Un secré­taire d’État du min­istère de la Cul­ture et du Pat­ri­moine nation­al a toute­fois expliqué que le gou­verne­ment polon­ais ne dis­pose pas d’instruments lui per­me­t­tant de s’opposer à l’expansion de George Soros dans les médias. Il avait été ques­tion d’une loi de décon­cen­tra­tion des médias, mais le pro­jet a pour le moment été aban­don­né, sans doute pour éviter d’ouvrir un nou­veau con­flit avec Brux­elles. Le sujet revien­dra prob­a­ble­ment sur le devant de la scène si le PiS parvient à recon­duire sa majorité au par­lement aux élec­tions lég­isla­tives de l’automne prochain.
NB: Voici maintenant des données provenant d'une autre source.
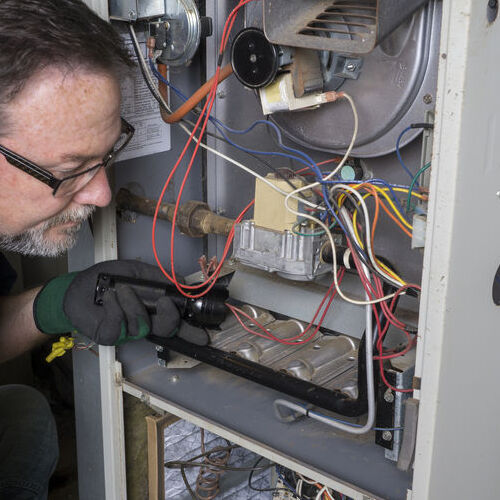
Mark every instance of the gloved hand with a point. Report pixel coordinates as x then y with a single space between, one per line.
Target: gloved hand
66 304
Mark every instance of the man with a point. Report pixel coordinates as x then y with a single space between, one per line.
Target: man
60 127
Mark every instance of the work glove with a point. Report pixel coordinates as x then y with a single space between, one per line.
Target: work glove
66 304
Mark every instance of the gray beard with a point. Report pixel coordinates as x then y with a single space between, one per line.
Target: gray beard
34 241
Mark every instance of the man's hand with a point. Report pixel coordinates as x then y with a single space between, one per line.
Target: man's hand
66 303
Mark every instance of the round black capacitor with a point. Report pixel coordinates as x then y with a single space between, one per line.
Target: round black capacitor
254 59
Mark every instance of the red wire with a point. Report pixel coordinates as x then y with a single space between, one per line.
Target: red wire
290 341
203 116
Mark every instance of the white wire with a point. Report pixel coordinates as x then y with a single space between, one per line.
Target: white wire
370 385
321 491
237 164
369 243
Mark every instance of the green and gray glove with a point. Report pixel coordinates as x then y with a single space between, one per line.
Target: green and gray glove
66 304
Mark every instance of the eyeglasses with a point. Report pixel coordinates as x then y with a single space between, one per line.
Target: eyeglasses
72 183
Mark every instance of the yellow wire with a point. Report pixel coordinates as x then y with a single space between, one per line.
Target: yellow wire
403 190
381 264
394 209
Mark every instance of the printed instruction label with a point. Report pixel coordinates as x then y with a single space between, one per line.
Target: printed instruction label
140 109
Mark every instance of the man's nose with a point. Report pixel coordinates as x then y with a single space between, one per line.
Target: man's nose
96 192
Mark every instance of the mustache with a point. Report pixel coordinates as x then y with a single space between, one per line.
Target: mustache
78 214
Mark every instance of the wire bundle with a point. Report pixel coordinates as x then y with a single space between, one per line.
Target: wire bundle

En atten­dant, seule l’autorité de la con­cur­rence et des con­som­ma­teurs (UOKiK) pour­rait inter­venir con­tre l’offre sorosi­enne, mais unique­ment si ce rachat d’Eurozet par les sociétés dont son fonds MDIF est action­naire con­duirait à une sit­u­a­tion de dom­i­na­tion exces­sive sur le marché, ce qui n’est apparem­ment pas le cas. Le bud­get de la fon­da­tion Soros Open Soci­ety était d’un mil­liard de dol­lars en 2018 comme nous vous le disions ici. Le bud­get 2019 ne devrait pas être inférieur, de quoi faire quelques emplettes en Pologne et ailleurs.